The judge presiding over the Boys Scout of America bankruptcy is weighing a request by insurance companies for permission to serve document requests on 1,400 people who have filed sexual abuse claims and to question scores of them under oath in an effort to determine whether there is widespread fraud in the claims process.
The insurance companies maintain that tens of thousands of sexual abuse claims that have been filed in the case appear to be barred by the passage of time based on statutes of limitation in many states. Thousands more lack essential information needed to determine their validity, such as identifying a connection with the Boy Scouts or the name of a perpetrator, according to the insurers.
In addition to wanting to question alleged abuse survivors, the insurance companies on Wednesday requested permission to question and collect documents from 15 plaintiffs’ attorneys who personally signed hundreds of claims. Claim forms typically must be signed by the claimants themselves, but in the days leading up to the deadline last November, some attorneys signed several hundred claim forms a day.
The insurers contend that a large percentage of attorney-signed claims are missing critical information, and that many appear to be submitted “machine-gun style,” with photocopied attorney signatures and signature pages generated before the proofs of claim were even created.

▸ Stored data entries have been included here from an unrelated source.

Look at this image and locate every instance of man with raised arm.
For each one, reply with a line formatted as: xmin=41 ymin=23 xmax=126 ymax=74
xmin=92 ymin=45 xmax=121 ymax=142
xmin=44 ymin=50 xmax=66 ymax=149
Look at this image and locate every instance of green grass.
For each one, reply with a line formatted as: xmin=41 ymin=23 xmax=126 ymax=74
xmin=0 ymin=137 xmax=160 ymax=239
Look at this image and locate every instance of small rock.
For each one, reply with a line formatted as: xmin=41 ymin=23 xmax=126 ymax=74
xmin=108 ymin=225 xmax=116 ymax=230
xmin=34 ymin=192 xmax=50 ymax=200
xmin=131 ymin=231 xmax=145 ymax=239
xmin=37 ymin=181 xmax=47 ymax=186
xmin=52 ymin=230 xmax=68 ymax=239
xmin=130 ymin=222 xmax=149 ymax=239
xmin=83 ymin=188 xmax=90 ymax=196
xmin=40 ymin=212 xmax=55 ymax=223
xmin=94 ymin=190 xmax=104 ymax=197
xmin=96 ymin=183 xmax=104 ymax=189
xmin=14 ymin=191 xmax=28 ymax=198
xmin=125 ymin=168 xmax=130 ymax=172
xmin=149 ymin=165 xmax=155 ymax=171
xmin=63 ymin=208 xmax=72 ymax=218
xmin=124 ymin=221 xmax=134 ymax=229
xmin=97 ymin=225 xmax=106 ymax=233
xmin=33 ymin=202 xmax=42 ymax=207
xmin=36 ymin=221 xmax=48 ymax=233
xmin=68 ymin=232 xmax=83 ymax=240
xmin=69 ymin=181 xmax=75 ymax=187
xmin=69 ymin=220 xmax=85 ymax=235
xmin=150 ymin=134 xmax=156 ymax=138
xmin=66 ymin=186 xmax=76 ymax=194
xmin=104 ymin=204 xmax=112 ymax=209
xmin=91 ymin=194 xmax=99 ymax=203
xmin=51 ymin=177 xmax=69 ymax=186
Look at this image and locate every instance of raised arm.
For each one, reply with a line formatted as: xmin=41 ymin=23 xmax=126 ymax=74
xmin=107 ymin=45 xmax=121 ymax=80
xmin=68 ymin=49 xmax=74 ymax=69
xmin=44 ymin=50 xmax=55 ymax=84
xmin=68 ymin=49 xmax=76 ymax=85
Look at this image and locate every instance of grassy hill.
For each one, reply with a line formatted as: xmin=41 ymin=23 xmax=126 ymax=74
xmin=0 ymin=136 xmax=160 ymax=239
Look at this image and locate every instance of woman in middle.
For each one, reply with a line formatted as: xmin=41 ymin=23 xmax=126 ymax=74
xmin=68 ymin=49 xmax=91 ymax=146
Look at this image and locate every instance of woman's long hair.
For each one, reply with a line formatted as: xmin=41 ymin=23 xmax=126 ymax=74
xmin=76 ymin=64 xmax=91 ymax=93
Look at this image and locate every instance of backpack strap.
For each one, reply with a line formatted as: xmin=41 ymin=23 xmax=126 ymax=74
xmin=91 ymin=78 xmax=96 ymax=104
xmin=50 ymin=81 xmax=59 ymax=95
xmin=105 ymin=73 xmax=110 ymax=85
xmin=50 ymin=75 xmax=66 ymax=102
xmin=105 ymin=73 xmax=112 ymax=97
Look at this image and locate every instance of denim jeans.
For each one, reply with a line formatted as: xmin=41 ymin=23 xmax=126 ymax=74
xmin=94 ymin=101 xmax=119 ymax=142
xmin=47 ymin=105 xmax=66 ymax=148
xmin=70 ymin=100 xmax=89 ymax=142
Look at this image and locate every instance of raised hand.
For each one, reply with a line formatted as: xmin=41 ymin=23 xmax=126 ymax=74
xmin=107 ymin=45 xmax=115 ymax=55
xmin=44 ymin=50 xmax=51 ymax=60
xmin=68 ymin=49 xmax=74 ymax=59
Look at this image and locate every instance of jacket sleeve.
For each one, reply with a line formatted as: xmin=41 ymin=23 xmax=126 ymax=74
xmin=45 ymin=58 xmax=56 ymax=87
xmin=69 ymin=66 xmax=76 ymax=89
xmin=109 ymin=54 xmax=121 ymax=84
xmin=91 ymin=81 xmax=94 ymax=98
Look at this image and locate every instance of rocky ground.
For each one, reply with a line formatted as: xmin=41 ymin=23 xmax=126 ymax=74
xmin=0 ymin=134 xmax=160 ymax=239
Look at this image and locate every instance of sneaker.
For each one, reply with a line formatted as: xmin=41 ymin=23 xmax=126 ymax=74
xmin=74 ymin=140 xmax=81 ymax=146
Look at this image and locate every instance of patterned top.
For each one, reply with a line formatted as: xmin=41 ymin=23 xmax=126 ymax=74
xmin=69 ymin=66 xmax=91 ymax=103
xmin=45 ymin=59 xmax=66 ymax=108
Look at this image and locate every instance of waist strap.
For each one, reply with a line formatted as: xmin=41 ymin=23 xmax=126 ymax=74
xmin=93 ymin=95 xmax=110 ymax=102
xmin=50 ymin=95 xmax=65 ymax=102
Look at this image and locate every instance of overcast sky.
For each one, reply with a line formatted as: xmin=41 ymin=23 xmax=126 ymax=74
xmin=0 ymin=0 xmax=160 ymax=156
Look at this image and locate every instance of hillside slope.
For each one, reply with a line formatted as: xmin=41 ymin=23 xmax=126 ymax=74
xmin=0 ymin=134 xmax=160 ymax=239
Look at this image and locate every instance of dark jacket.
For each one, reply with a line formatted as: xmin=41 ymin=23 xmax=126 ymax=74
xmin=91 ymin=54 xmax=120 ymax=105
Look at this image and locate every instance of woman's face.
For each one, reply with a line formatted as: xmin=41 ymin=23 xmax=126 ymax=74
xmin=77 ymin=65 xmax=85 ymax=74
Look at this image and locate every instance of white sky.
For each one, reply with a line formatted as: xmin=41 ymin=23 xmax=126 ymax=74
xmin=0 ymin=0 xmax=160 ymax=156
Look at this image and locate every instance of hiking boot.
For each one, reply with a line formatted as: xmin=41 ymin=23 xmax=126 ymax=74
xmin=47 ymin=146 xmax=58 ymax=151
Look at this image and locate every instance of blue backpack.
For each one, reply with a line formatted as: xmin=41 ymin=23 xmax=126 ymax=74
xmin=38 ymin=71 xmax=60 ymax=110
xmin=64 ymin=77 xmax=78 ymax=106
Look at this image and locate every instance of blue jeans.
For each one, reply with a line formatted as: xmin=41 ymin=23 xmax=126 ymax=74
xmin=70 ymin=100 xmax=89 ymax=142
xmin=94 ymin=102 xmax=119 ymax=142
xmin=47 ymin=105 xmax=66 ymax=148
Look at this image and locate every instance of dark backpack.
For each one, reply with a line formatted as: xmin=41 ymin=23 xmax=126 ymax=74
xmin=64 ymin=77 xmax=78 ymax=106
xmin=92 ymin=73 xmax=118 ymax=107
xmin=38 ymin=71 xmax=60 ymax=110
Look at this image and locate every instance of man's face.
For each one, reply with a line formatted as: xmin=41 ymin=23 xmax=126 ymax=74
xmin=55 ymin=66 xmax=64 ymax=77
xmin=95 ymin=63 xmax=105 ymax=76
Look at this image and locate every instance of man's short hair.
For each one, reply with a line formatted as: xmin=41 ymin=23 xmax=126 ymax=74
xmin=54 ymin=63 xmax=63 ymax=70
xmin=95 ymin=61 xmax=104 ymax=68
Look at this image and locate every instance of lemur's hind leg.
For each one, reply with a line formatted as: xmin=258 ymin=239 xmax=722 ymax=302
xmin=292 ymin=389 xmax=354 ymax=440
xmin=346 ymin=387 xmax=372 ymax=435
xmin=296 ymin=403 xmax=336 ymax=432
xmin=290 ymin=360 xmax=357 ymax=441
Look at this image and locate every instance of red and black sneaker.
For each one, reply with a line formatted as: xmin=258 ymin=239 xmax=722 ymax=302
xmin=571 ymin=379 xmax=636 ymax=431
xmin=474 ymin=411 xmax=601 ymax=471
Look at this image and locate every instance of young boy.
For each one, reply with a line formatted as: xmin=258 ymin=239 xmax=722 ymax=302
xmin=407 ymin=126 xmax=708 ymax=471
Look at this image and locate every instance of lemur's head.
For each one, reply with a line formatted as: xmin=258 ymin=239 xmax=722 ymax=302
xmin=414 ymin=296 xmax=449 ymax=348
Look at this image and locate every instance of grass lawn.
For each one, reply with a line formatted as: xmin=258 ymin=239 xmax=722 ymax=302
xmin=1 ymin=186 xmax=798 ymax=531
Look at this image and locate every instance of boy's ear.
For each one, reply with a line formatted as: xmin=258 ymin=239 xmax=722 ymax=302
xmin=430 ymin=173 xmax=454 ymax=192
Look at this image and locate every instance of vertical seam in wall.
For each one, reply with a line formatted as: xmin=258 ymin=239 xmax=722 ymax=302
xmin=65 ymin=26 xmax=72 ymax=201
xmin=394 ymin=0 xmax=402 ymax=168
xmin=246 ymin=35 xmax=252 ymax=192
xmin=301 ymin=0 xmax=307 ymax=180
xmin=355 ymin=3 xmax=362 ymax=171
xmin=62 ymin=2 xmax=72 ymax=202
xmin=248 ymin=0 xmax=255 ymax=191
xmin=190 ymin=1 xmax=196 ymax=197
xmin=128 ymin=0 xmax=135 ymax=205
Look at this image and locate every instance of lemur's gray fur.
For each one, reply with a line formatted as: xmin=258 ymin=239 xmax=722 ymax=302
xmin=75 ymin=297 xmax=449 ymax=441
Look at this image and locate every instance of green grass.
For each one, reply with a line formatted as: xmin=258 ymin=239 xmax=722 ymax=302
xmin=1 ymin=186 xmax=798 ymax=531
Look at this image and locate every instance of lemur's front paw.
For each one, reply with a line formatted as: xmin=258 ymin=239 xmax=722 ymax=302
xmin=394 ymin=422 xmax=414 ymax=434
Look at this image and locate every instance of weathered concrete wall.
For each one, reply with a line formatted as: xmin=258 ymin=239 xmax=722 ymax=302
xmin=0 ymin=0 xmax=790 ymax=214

Bankruptcy rules state that by signing a document submitted to the court, an attorney certifies that he or she has reviewed the contents to ensure it has evidentiary support.

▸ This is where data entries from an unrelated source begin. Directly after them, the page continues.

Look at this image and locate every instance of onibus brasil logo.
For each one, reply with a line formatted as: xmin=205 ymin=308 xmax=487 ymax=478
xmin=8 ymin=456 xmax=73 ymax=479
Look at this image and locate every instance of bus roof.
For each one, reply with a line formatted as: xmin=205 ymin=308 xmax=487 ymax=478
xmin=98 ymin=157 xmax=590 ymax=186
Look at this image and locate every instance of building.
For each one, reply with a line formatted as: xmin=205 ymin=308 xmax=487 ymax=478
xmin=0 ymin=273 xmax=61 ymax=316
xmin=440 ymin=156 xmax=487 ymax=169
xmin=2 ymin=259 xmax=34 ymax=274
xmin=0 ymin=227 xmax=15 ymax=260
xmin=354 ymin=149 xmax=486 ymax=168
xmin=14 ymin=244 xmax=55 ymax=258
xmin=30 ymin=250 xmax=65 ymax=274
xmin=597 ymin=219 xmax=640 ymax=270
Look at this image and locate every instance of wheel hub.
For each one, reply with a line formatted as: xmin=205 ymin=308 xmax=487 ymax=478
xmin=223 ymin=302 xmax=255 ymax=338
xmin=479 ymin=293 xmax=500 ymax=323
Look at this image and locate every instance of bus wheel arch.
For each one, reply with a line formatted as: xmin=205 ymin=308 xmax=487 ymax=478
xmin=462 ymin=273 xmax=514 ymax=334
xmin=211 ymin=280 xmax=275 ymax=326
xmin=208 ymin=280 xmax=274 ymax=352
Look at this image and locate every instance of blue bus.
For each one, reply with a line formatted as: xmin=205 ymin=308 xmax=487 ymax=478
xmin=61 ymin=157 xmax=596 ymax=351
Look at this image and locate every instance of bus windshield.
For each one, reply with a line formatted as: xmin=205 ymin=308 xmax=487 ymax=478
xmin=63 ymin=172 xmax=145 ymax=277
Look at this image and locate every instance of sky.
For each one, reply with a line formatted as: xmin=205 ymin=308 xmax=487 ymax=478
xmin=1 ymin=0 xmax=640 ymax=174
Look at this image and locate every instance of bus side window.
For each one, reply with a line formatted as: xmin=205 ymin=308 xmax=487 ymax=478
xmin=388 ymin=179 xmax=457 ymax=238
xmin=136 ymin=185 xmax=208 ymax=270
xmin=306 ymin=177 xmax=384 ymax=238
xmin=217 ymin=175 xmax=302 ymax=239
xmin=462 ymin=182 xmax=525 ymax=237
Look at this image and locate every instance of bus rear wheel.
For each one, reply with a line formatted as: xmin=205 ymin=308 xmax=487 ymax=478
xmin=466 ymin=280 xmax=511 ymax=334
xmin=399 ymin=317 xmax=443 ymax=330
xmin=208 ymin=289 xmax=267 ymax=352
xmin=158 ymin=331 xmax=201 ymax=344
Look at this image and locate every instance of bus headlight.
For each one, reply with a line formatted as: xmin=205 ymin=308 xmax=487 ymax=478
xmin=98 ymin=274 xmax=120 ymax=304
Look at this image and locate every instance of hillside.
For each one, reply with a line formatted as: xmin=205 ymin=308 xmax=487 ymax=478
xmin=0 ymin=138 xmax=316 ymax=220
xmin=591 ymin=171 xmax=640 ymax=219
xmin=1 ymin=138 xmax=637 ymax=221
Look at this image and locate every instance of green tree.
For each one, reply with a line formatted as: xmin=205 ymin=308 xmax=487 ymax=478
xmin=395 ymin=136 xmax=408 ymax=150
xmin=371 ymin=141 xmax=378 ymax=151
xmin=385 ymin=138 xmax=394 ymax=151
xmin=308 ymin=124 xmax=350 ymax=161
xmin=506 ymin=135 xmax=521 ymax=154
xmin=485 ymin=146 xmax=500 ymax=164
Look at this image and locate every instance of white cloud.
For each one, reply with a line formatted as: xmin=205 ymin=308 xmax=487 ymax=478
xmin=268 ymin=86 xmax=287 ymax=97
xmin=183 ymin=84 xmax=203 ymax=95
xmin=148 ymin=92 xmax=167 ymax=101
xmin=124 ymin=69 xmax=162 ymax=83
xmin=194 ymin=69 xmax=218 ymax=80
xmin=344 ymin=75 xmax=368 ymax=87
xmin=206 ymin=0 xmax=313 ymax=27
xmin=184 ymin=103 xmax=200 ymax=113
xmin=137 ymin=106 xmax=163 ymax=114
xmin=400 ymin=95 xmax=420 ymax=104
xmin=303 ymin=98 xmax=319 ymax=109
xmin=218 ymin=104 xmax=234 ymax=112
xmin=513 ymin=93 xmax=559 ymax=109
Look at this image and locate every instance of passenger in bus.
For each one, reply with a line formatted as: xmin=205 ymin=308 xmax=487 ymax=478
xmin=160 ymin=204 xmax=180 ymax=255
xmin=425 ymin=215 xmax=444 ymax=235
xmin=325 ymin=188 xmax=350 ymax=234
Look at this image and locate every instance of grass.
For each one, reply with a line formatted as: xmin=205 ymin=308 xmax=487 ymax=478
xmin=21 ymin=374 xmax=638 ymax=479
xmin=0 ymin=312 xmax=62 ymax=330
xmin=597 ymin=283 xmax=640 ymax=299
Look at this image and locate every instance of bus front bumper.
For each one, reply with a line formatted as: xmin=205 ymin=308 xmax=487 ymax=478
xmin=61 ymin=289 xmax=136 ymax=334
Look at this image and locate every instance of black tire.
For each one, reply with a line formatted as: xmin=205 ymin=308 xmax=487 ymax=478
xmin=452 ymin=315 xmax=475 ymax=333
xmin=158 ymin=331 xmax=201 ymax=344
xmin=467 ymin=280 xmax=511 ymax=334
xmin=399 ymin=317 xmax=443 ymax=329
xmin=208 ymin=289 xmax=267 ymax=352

The requests for discovery have been met with strenuous objections from many plaintiffs attorneys, but the Boy Scouts and the official committee representing sexual abuse survivors did not file any papers in response.
“The legitimate claimants should welcome this discovery,” said James Ruggeri, an attorney for the insurers. “We want to make sure dollars are paid to those who deserve it.”
The insurance companies argue that the sheer number of claims that have been filed should raise doubts about the process.
“We have a problem in this case,” Ruggeri told Judge Laurie Selber Silverstein. “And I think the problem starts with the numbers.”
Ruggeri, a veteran of mass tort bankruptcies, noted that the Boy Scouts of America, before seeking bankruptcy protection, had been named in 275 lawsuits and told insurers it was aware of another 1,400 claims.
“Now we have more than 95,000 claims that have been filed,” he said, describing the 55-fold explosion in claims as unprecedented.
Insurers attribute the explosion in claims to aggressive advertising by plaintiffs’ attorneys working with for-profit claims aggregators.
Eric Goodman, an attorney representing a group calling itself the Coalition of Abused Scouts for Justice, argued that the insurers have much of the information they claim to lack. He also said the request for more information from hundreds of claimants is premature, given that BSA has yet to file a reorganization plan and the insurers have not acknowledged they have coverage obligations.
“We don’t know if the debtors are willing to propose a plan that that will impact the insurers’ rights in any way,” Goodman said. “We don’t know if the insurers will fund anything.”
An attorney for the Boy Scouts told Silverstein that the Irving, Texas-based organization needs to exit bankruptcy by late summer and hopes to file a plan within the next few weeks, with a hearing in April seeking court approval of the proposal.
Meanwhile, plaintiffs attorneys say it’s not surprising that many claims were submitted by attorneys shortly before the deadline on behalf of their clients. They contend that attorneys for the insurance companies are basing their arguments on questionable statistics involving claims that have been submitted, and that they should not be allowed to rummage through the files of plaintiffs’ attorneys based on speculation that some lawyers are abusing the claims process.
But Tancred Schiavoni, an attorney for the insurers, noted that while Silverstein authorized plaintiffs attorneys last year to sign claim forms on behalf of their clients, she also cautioned that doing so was “ill advised,” and could result in attorneys becoming fact witnesses who could be subject to deposition.
“They were warned, but they went ahead and did it anyway,” Schiavoni said.
The judge gave no indication on when she would rule.